他伸手,抚摸了下女子鬓边的黑发,将那缕不小心凌乱了的发,温柔地别到耳后去,然后才缓缓道:
“何况,不论阿姮变成什么样子,孤都喜欢。”
李延玺心里最是遗憾——
未曾在那别人口中提起的,她最年少明媚的时候,得见她。
若是当年摒弃傲慢与偏见,在那年宫宴上好好地看一看她,他和她或许如今就不会走得这般艰难,仿佛处处绝路。
那眸光太炙热,让人心慌地避开了去,脸颊从太子微微粗粝的指腹下轻擦而过,垂眸时,面纱在她视线里微漾了下,她开口:“殿下,能否先让我母亲起来?她的膝盖经不住久跪。”
那也是曾经为她求情,落下的陈年的旧伤。
她怎么能忍心。
…
那两人离得极近,一袭衣袂华贵,眉眼如泼墨般浓烈的男子,玉白的手揽在女子腰上,两人的衣角在春风的夜里交缠在一起,有种鲜明而惊心的亲昵。
他们不知喁喁私语着什么,太子唤了齐氏起身。
“侯夫人,地上凉,还请起身罢。”
齐幸芳沉默的起了来,面容在半明半寐的光影里,神情不甚分明。
其实,沈老太太养尊处优了一辈子,这把老骨头也撑不住这样跪在冰冷坚硬的青石上太久。
她心想,就算东宫素来与贵妃不合,也不喜贵妃母族,但她怎么也是侯府的老夫人,沈骊珠的祖母,太子殿下既然都唤了齐氏起身,也该让她起来才是。

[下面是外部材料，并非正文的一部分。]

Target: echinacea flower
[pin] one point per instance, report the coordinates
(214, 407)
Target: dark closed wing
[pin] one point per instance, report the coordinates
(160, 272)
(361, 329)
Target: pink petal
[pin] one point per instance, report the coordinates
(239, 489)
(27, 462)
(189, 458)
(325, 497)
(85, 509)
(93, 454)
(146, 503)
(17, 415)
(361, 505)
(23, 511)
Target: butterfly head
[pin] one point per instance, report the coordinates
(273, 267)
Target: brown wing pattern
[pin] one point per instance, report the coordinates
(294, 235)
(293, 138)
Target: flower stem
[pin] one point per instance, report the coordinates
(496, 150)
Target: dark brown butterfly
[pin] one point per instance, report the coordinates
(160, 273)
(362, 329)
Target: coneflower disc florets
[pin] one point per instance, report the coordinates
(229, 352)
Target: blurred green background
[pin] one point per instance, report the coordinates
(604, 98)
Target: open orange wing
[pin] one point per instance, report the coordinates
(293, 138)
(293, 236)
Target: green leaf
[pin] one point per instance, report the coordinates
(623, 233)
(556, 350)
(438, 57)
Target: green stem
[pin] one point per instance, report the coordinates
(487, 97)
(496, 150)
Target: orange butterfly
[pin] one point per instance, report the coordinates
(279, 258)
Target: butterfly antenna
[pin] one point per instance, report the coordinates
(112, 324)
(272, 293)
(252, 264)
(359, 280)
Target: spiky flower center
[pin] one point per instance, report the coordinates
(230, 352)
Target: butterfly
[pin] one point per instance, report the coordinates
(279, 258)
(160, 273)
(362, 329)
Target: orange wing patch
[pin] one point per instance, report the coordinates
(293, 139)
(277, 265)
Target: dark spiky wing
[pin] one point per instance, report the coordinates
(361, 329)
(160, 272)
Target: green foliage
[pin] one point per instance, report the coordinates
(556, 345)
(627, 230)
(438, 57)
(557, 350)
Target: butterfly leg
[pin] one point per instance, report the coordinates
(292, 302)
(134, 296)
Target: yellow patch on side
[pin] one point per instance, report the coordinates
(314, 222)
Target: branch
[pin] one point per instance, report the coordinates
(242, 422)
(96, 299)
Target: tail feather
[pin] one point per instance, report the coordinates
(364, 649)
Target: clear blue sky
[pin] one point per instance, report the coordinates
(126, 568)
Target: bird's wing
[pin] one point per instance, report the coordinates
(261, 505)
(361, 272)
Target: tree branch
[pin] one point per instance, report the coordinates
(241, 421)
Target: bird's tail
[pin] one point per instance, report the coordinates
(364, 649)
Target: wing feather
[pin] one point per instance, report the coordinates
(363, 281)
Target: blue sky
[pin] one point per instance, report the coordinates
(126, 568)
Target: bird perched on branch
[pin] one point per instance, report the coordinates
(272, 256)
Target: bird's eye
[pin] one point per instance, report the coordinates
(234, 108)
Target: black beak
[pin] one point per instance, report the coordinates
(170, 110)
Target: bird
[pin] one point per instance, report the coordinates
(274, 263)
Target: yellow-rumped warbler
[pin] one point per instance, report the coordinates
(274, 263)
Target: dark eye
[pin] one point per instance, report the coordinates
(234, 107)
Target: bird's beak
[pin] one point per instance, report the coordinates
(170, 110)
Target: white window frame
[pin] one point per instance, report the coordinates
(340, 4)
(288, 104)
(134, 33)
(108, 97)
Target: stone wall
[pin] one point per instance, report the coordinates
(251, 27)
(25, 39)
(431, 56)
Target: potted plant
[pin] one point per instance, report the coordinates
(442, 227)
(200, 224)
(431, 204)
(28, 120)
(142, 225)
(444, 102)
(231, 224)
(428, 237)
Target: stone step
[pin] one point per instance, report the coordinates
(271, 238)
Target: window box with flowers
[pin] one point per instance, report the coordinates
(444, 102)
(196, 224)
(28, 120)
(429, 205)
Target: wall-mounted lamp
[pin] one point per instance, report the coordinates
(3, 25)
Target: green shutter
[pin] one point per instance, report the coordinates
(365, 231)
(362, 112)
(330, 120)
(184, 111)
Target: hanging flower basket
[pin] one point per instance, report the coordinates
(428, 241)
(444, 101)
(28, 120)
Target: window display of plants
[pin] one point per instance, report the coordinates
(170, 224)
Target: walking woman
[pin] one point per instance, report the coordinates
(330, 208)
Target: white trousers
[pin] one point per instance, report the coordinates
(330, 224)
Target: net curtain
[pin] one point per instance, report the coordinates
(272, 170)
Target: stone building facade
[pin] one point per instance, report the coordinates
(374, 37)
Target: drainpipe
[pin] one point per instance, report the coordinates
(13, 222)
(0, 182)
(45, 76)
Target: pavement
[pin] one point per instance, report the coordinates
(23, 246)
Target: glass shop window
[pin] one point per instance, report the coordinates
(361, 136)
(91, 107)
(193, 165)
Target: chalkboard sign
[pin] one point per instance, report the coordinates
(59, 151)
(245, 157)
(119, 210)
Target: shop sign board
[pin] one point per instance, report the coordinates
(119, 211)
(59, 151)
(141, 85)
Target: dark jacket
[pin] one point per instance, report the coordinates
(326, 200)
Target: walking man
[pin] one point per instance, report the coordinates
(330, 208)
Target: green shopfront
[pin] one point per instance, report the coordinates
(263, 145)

沈老太太都已叫孙妈妈扶着自己的手了,却听太子话锋一转——
“永安侯,孤刚才的问题,为何不回答?”
沈老太太预备起身的动作,僵硬地停顿在原处,不上不下,有种自作多情的滑稽感。
老脸竟是一红。
沈老太太咬了咬牙,又重重地跪了回去。
靠贵妃的关系才承袭爵位的永安侯,本身并无才华和实干,是个花架子侯爷,哪怕去到外面,众人对他多有吹捧,让他三分颜面。
但是对上太子,屡屡都未讨得了好,气焰就难免矮了一截。
永安侯咬牙道:“天色暗,臣不小心将太子殿下错认,这才一时失了言,还请殿下恕罪!”
将太子唤成是“奸夫”,他确是有错。
只因,太子是君,他是臣子,言语之失,属犯上僭越。
但,东宫素来跟贵妃、侯府不睦,永安侯仗着几分势,也惯是嚣张,哪怕心里对太子不无畏惧和忌惮,此刻却不愿轻易低头。
特别是在那顿金銮殿上宠妾灭妻的弹劾和宫门前的脊仗之刑,让他在满京城丢尽了脸面后,他心里就彻底记恨上了太子。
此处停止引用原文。